At dinner, we sit in the outdoor restaurant, a ukulele floating the soft air, the beach below done with its day’s work, umbrellas closed, chairs stacked. My husband and I each with a cocktail. My son with a pepperoni pizza and milk.
We ask him if he had fun today? Did he like the ocean? What color fish had he seen?
He has our undivided attention now. The spotlight many youngest might fear, but the beam he basks in.
Or so we keep telling ourselves.
My son takes a small bite along the ridgeline of a pizza slice, careful to avoid the crust. Crust isn’t pizza. Pizza is pizza. On his plate sits a pile of crusts looking like bones after a predator’s kill.
He gives us our answers: yes, fun; yes, the ocean’s great; um, yellow?
And then asks, “Next time we come can we please bring my siblings?”

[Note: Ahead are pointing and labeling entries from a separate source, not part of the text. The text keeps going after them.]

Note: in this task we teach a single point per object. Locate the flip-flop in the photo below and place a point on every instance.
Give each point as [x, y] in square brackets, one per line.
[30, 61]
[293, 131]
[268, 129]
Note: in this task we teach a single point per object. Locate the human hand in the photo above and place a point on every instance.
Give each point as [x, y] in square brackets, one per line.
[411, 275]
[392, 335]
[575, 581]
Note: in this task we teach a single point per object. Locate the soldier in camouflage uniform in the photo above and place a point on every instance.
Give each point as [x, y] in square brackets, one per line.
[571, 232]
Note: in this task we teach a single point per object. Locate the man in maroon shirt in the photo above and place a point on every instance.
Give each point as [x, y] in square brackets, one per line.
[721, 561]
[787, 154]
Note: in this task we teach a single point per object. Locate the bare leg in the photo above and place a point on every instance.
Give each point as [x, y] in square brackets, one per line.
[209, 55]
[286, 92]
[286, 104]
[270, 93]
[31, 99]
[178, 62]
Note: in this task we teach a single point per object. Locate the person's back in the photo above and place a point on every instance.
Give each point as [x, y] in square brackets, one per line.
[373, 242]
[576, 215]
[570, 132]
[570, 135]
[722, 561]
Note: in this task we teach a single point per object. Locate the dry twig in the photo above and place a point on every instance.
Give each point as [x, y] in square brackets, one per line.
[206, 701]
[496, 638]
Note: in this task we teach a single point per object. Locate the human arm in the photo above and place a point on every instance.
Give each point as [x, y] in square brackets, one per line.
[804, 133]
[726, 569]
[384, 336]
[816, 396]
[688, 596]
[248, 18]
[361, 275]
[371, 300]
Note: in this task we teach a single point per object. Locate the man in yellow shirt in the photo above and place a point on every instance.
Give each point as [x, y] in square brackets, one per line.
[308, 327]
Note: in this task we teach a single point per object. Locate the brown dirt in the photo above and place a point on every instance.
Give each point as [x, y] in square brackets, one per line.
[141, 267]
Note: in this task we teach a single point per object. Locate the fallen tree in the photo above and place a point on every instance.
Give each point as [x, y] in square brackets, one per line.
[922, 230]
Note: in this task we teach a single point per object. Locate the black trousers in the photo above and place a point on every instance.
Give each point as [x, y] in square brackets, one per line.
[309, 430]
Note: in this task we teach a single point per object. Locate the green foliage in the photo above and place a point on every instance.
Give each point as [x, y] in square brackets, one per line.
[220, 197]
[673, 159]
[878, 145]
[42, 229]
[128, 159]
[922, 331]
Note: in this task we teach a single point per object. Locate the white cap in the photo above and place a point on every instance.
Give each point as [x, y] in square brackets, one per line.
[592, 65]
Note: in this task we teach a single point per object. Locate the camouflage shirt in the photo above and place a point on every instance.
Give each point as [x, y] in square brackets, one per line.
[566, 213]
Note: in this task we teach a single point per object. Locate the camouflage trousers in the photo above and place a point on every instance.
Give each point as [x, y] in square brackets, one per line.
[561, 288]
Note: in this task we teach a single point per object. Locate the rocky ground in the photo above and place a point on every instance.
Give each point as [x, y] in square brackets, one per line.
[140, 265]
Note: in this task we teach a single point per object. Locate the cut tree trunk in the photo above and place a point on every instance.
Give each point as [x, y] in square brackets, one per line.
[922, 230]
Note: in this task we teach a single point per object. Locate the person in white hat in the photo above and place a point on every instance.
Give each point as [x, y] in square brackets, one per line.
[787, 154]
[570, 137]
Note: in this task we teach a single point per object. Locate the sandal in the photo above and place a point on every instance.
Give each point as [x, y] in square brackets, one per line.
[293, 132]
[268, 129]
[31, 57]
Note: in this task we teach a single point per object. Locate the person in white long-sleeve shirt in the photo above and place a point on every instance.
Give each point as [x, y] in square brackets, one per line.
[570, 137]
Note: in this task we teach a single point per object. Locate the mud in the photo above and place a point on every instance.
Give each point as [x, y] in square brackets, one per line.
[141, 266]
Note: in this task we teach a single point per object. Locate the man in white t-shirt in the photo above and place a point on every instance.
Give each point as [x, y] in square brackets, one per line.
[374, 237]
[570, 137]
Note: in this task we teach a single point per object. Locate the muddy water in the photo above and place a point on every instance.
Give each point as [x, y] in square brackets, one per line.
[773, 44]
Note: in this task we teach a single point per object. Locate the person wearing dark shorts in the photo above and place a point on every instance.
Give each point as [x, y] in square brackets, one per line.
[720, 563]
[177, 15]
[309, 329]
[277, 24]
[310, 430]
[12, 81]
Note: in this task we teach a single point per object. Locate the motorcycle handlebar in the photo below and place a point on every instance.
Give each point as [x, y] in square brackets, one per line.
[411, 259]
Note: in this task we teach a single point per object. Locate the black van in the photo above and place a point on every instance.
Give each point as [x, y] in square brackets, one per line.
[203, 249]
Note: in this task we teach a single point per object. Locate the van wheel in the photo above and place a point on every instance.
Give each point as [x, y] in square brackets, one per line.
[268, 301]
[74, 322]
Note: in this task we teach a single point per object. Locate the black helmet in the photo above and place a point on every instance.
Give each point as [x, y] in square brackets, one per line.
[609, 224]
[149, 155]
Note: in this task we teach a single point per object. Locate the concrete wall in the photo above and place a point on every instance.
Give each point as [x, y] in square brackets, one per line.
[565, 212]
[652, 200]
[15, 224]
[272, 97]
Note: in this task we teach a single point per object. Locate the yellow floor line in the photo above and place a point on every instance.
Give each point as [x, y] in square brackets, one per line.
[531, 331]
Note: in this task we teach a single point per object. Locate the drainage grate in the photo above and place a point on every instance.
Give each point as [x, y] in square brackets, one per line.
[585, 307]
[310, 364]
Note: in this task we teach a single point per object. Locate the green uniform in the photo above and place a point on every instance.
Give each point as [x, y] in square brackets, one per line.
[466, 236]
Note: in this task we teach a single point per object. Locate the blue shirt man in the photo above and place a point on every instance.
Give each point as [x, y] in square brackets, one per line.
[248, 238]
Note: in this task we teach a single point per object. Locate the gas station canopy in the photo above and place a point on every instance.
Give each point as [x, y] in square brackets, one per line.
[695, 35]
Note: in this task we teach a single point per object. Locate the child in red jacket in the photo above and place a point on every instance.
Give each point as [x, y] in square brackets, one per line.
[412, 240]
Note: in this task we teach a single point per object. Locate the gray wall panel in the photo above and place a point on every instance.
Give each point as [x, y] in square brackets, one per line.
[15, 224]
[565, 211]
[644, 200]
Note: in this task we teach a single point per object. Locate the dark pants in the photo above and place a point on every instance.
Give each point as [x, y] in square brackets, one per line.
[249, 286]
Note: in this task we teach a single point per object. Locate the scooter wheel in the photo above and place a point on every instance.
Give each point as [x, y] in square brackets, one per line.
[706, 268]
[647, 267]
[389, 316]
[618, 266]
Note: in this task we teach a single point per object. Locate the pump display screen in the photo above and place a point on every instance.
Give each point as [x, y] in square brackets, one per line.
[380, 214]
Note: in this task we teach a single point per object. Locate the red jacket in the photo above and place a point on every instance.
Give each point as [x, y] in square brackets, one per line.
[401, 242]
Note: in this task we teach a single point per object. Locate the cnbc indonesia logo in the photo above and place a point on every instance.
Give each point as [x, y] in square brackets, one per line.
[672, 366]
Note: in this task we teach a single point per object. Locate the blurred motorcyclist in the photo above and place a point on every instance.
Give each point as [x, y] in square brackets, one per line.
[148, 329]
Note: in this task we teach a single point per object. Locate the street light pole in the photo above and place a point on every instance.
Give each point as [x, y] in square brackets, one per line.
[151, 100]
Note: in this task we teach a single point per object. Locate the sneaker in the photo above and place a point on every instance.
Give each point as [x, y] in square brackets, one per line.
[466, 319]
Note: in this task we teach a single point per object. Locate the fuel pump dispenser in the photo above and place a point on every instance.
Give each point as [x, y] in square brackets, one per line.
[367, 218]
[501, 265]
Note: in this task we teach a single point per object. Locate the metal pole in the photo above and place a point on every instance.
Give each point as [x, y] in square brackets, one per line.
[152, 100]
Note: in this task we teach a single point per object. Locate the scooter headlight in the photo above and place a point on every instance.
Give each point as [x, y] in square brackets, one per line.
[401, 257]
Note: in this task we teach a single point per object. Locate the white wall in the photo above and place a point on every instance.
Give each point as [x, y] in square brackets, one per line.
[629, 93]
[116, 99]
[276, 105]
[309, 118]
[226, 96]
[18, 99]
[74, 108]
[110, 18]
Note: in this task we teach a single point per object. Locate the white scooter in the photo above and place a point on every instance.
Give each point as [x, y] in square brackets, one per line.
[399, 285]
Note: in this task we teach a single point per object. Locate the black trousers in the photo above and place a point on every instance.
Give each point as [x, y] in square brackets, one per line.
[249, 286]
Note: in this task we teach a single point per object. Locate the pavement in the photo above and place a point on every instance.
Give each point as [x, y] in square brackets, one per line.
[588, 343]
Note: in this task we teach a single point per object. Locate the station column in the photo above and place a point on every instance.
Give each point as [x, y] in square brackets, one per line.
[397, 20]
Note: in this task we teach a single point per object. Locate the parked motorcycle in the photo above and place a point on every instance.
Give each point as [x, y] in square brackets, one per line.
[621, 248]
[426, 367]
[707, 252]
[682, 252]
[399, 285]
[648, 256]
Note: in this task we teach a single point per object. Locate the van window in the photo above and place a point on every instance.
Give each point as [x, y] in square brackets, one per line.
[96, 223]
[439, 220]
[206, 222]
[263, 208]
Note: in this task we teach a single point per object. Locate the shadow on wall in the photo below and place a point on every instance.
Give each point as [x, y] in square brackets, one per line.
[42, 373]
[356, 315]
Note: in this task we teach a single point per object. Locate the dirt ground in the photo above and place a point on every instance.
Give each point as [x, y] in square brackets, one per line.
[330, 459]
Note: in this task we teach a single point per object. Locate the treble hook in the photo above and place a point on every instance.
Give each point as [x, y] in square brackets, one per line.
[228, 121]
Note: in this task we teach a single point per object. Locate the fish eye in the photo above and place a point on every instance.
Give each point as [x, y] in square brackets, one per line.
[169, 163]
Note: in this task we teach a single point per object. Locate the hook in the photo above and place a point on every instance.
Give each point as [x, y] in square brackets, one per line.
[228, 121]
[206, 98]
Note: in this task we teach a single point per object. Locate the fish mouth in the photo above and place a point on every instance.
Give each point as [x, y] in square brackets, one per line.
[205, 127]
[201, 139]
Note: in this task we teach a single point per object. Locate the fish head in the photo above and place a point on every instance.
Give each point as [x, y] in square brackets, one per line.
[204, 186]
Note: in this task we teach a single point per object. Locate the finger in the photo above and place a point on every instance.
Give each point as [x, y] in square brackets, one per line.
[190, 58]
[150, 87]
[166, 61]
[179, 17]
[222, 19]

My son used to hate the ocean, that salty flavor and rolling churn was not for him. He would only swim in pools. And that predictability and confinement felt right, better to be in a controllable amount of water, with a visible bottom and defined edges. Terrible things can happen in water.
But this trip, my son spent hours in the ocean, and only lovely things happened. The three of us bobbing in perfectly temperatured water, with perfectly sized waves, the sandy bottom under us obvious and pristine.
Around us the beach lightly populated. Families with very young children, the kind not yet in school. And older couples. But no other teens. My son possibly the only teen visiting the island that weekend. A rare bird mid-migration.
Every few minutes, my son would swim out towards the horizon and call over his shoulder, “Race you to the waves!”
I’d look beyond him, see the water cresting in regular intervals, stretching out in front of him.
Waves to infinity, no real finish line.
Just like every race.
Just like life.
Race ya❤️
Jen.


Just ride that wave Jen !
Just absolutely gorgeous. I started picking out favorite moments but everything was my favorite line. Your habit and passion for worrying and sitting in the empty nest DEFINITELY not being poked by sticks and DEFINITELY very happily because in the middle of everything is such a funnnnnn place to be! And Gary the gecko and the boys and their dad at the beach and Lew's go-to question, "And you are...?"
That's a question we should be asking more often and yours is a reminder to be treasured.